Legislation that would limit power rate increases in Nova Scotia jeopardizes the province’s goal of getting off coal by 2030, the head of the province’s privately owned utility told a legislature committee Monday.
Peter Gregg, president and CEO of Nova Scotia Power, said the Progressive Conservative government’s amendments to the Public Utilities Act would restrict the utility’s ability to make immediate investments that are needed to strengthen the power grid and move to renewable sources of energy.
“These are the investments that this legislation constrains, delays or cancels,” Gregg told the law amendments committee, saying that without the government’s proposed cap, rates would increase just $15 per month for the average household by 2024. ”We have to have a clear conversation of what we’re actually saving here,“ he said.
Nova Scotia Power is asking the province’s regulator for a rate increase of nearly 14 per cent over the next two years, while the government’s bill would limit that to 1.8 per cent over the next two years — excluding increases linked to fuel costs.
The government has admitted that a hefty increase is likely still in store for customers because of rising fuel costs when the Nova Scotia Utility and Review Board makes its final decision expected at the end of December.
Gregg said the legislative changes would result in $150 million in lost revenue for the utility over 2023 and 2024, meaning “costs will have to be reduced to adjust.”
“This legislation puts Nova Scotia’s reliable and clean energy future at risk,” he said. Gregg told legislators that they have a choice to make and they can’t “logically” support both the proposed bill and the province’s climate goals.
He was later asked by reporters whether Nova Scotia Power could wean itself off coal by 2030 if the legislation passes. “I really don’t really see a path that will let us do that,” Gregg said.
Bill Mahody, who argues on behalf of consumers before the review board, criticized the bill for overriding the independence of the regulator by setting power rates from the floor of the legislature.
Mahody said the legislation runs the long-term risk of increasing the utility’s financing costs, which would result in a far greater cost to consumers than the temporary savings resulting from the government’s bill.
“I would respectfully urge our elected representatives to allow the rate-setting mechanism to unfold,” said Mahody. “Independent utility regulation is in the best long-term interest of ratepayers.”

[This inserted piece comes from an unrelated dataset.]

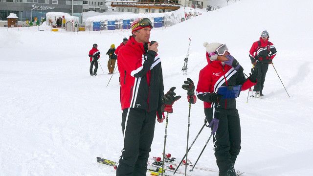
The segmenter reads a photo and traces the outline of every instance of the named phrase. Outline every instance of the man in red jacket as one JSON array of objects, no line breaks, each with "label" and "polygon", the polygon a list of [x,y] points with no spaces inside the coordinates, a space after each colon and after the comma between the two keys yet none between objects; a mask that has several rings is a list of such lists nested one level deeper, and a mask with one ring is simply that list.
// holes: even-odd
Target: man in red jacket
[{"label": "man in red jacket", "polygon": [[249,52],[251,63],[258,69],[259,73],[258,83],[253,88],[257,98],[263,96],[262,90],[268,64],[272,64],[273,59],[277,52],[274,44],[268,41],[269,38],[268,32],[266,30],[263,31],[260,40],[253,43]]},{"label": "man in red jacket", "polygon": [[[100,51],[97,49],[97,48],[98,44],[94,44],[92,45],[92,48],[89,51],[89,54],[88,55],[90,58],[90,68],[89,69],[89,72],[90,72],[90,75],[91,76],[97,75],[98,60],[100,58]],[[94,65],[94,70],[93,70],[93,74],[92,74],[92,67]]]},{"label": "man in red jacket", "polygon": [[197,96],[203,101],[206,120],[212,127],[211,134],[215,134],[214,154],[219,176],[236,176],[234,166],[241,148],[236,97],[226,97],[218,93],[218,90],[226,87],[232,91],[239,85],[242,86],[241,90],[246,90],[256,84],[257,70],[251,69],[252,74],[246,79],[244,69],[230,55],[226,44],[205,43],[203,45],[210,62],[200,71]]},{"label": "man in red jacket", "polygon": [[174,96],[175,88],[163,96],[158,43],[149,41],[152,28],[149,19],[134,21],[133,35],[118,53],[124,148],[117,176],[146,176],[156,117],[163,122],[163,111],[173,112],[172,105],[180,98]]}]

Brian Gifford, of the Affordable Energy Coalition, also expressed concern the bill would undermine the independent review process as carried out by the regulator and said the rate increase cap would do little to help low-income earners.
Gifford called for the legislation to include a change that would allow the review board to consider different power rates for lower-income households. “If now is not the time to create a regulated low-income rate relief program, when will there ever be a time?” Gifford asked.
The change was later proposed as an amendment to the bill by the NDP but it was voted down by the Progressive Conservative majority on the committee.
The bill was returned to the legislature for further consideration with only a minor Tory amendment that clarified that revenue from the rate increase is to be used to “improve the reliability of service to ratepayers.”